Dal bianco di un coleottero asiatico possibile produrre vernici e materiali eco-efficienti

Un team di ricercatori italiani ha scoperto le ragioni fisiche del colore intenso e brillante dell'insetto orientale Cyphochilus. Un risultato che suggerisce nuove strategie per ottenere una nuova generazione di materiali a minor impatto ambientale

» Cronaca Natura e Ambiente Redazione - 17/09/2014
Titolo: Il Cyphocillus
Fonte: Cnr

La sua particolare caratteristica “candida” non passa di certo inosservata. Il Cyphochilus, un parente asiatico del comune ‘maggiolino’, ha il corpo completamente rivestito da uno strato di microscopiche scaglie di un bianco estremamente intenso, al pari di un foglio di carta o di uno strato di vernice, che presentano uno spessore oltre dieci volte maggiore. Una particolarità che è stata oggetto di studio da parte di un gruppo di ricercatori dell’Istituto nazionale di ottica del Consiglio nazionale delle ricerche (Ino-Cnr), del Laboratorio europeo di spettroscopia non lineare Lens dell’Università degli studi di Firenze e dell’Università di Cambridge.

Dopo un lungo periodo di studio, infatti, gli studiosi sono riusciti a spiegare le strategie adottate per ottenere questo sorprendente risultato, delineando le prospettive per una nuova generazione di materiali e vernici più efficienti e a minor impatto ambientale. I risultati sono stati pubblicati su 'Scientific Reports'. “Il coleottero deve risolvere un duplice problema - spiega Matteo Burresi, ricercatore Ino-Cnr responsabile del gruppo di ricerca -: da un lato essere leggero per poter volare e dall’altro apparire di un colore bianco brillante per mimetizzarsi tra i funghi in cui vive”. “Questo è possibile grazie alla struttura interna di queste scaglie che è stata opportunamente ottimizzata da milioni di anni di evoluzione. Tale struttura – aggiunge il ricercatore - è composta da una rete disordinata di filamenti il cui diametro è di poche centinaia di nanometri, ovvero quasi mille volte più sottili di un capello”.
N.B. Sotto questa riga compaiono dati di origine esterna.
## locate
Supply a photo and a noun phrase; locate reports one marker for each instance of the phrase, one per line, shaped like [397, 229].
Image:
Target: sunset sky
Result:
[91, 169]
“Il risultato è ancora più sorprendente - aggiunge Silvia Vignolini, ricercatrice italiana dell’Università di Cambridge - se si pensa che questi coleotteri riescono ad ottenere questo grado di bianchezza con un materiale chiamato ‘chitina’, che in genere non è in grado di influenzare sensibilmente la propagazione della luce. Con le attuali tecnologie non siamo in grado di produrre un materiale altrettanto bianco in uno spessore così ridotto”. “I risultati di questa ricerca - conclude Diederik Wiersma, professore ordinario di fisica della materia presso l'Università di Firenze - da una parte suggeriscono interessanti strategie con cui progettare nuovi materiali per diffondere più efficacemente la luce, dall’altra dimostrano che non è necessario impiegare materiali che interagiscono fortemente con essa come quelli attualmente impiegati ad esempio nell’industria delle vernici per ottenere rivestimenti altamente coprenti”.